Tuesday 12 July 2022

Stephen Roberts, Chartist historian, 1958-2022

Stephen Roberts, who has died aged 64, was an historian of Birmingham and of Chartism who did much to rediscover and rehabilitate many lost and forgotten Chartists. For me, he was a friendly and encouraging presence, especially during the early days of the Chartist Ancestors website, always supportive and helpful in offering advice when it was sought.

Stephen Roberts and Dorothy Thompson
outside one of the Chartist cottages
at Great Dodford.

Stephen’s introduction to Chartism came in his undergraduate years at the University of Birmingham, when he was taught by Dorothy Thompson, the leading Chartist scholar of the era. He continued his postgraduate studies under her supervision, completing an MLit on the Chartist and radical poet Thomas Cooper. Stephen would remain close to his mentor until her death in 2011.

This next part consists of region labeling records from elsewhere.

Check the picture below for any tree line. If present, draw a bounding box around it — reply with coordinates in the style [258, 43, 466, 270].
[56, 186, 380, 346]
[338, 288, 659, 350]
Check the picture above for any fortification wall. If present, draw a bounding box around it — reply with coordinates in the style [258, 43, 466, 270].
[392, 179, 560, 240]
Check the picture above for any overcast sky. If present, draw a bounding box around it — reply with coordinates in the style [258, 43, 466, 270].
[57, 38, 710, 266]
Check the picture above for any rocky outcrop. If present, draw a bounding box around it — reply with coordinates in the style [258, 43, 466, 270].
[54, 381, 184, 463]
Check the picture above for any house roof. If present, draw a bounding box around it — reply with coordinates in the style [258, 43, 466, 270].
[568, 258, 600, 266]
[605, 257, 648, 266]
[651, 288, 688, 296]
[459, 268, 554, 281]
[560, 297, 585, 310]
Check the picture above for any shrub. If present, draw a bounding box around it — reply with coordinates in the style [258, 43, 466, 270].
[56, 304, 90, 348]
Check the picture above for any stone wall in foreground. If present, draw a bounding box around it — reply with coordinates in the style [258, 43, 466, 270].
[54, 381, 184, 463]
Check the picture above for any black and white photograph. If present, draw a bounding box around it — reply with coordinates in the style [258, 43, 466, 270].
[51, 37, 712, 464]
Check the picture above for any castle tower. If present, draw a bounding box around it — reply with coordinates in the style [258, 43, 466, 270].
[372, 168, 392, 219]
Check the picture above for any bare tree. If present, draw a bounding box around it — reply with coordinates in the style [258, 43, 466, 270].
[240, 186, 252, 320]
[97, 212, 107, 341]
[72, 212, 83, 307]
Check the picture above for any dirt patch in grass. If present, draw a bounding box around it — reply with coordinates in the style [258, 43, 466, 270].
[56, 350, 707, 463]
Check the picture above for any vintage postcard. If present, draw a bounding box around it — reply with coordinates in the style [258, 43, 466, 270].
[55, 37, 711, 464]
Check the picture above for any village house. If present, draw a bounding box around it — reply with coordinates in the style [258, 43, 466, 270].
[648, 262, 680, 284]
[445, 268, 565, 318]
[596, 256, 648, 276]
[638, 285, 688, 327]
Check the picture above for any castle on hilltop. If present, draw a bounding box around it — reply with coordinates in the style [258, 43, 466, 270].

Stephen’s career as an historian took place mostly outside higher education - as a secondary school teacher at Hagley Catholic High School in Worcestershire, where he worked for thirty years. However, he combined this with a fellowship at the Institute for Advanced Research in Arts and Social Sciences at the University of Birmingham, and was later a visiting fellow at the Australian National University.

Stephen’s first book was Radical Politicians and Poets in Early Victorian Britain. The Voices of Six Chartist Leaders, Edwin Mellen, 1993. With Owen Ashton and Robert Fyson, he also edited a festschrift for Dorothy Thompson titled The Duty of Discontent, Mansell, 1995. And in 1998, he and Dorothy Thompson co-edited Images of Chartism. Stephen’s final book on Chartism was as editor of The Dignity of Chartism: Essays by Dorothy Thompson, Verso, 2015. I interviewed Stephen in 2016 about Dorothy Thompson and the Dignity of Chartism. Full interview here.

Alongside his publications, Stephen maintained a blog titled Chartism and the Chartists, where his books are listed in full. And in the mid 1990s, at the instigation of Dorothy Thompson and Owen Ashton, he was one of the main organisers of the early annual Chartism Day events. 


Stephen Roberts taking questions after a talk.